E nonostante questo,
nonostante una certa stanchezza di Monsieur Oscar, che non ha una
casa propria ma solo storie da vivere, nonostante il sentirsi a volte
intrappolati in un'identificazione con l'altro a cui mai si può
sfuggire, ecco, nonostante questo, il cinema è vita e vitalità: e
il meraviglioso Entracte di fisarmoniche al ritmo di Let My Baby Ride di R. L. Burnside infonde nelle vene quel vitalismo che solo l'arte vera può donare –
quel vitalismo che sa essere anche un po' inquietante, di quelli che
ti spogliano, che ti tolgono la protezione tipica dei film più
classici e concilianti: anche quello serve, anche sentirsi
destabilizzati, come fa Holy Motors a ogni sequenza, serve.
Basta infilare la chiave
nella toppa giusta e aprire l'armadio: e poi occorre davvero poco per
lasciarsi andare al turbine della finzione.
Commenti
Non mi ha appassionata tantissimo, sono sincera, mi è stato antipatico a pelle per "colpa" della sua pretenziosità.
Però l'attore che interpreta Oscar mi ha conquistata, soprattutto verso la fine, quando il protagonista diventa sempre più stanco, disilluso e triste.
Ci rifletterò per qualche giorno prima di scrivere la recensione perché la paura di buttar giù delle castronerie è davvero tantissima!!
A me il film è piaciuto molto proprio perché l'ho trovato quasi per nulla pretenzioso.
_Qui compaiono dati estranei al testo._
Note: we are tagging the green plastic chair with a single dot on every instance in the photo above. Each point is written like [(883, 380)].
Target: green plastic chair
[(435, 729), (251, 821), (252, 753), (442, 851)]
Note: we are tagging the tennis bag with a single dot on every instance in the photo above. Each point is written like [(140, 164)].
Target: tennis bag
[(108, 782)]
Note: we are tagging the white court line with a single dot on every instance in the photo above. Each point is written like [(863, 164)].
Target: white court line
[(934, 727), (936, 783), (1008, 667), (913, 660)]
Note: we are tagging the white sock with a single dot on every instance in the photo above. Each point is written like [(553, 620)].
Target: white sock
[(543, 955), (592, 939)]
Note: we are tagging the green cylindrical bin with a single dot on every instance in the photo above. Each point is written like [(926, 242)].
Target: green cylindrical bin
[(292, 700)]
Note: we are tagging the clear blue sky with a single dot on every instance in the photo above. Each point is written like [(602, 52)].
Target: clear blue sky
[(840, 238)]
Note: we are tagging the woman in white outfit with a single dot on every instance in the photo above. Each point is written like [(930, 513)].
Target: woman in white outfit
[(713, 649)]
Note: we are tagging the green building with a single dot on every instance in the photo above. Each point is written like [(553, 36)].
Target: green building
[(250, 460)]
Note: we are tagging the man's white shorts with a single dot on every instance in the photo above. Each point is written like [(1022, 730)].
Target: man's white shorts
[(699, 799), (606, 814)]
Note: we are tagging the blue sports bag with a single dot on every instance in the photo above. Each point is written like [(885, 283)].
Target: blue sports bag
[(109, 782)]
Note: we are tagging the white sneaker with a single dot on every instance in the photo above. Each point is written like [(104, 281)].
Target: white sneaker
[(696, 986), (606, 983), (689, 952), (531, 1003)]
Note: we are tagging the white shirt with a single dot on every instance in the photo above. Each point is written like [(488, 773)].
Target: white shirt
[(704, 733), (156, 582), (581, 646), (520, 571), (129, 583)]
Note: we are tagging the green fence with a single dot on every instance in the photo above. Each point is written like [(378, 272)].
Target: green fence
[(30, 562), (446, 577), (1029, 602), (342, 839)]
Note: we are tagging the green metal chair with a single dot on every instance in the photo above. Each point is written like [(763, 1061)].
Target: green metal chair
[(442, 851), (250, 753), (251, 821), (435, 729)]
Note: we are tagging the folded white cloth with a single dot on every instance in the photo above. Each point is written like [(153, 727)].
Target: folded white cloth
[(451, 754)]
Forse un po' nella sequenza introduttiva, ma neppure troppo. L'ho trovato, invece, una dichiarazione d'amore per il cinema in cui Carax mette la faccia in maniera molto tenera - è proprio lui quello che in pigiama apre l'armadio.
Tra i film che parlano del cinema, questo è quello più diretto e privo di saccenza. Quando si gira un saggio, è facile cadere nell'errore di lanciare frasi troppo esplicative o didascaliche e qui questo non avviene. Ovviamente, nelle singole scene, hai poco tempo per identificarti col personaggio della piccola storia, sarei ipocrita se dicessi il contrario: ti identifichi con Oscar e la sua stanchezza e, soprattutto, almeno per quel che mi riguarda, il sentimento provato è l'instabilità, il non aver una dimora propria in cui tornare, che è il timore di tutti, in fondo.
Comunque, aspetto la tua recensione!
E uno dei pochi titoli ad aver messo d'accordo perfino me e il Cannibale.
A parte gli scherzi, Holy Motors è un'opera incredibile! Da non perdere.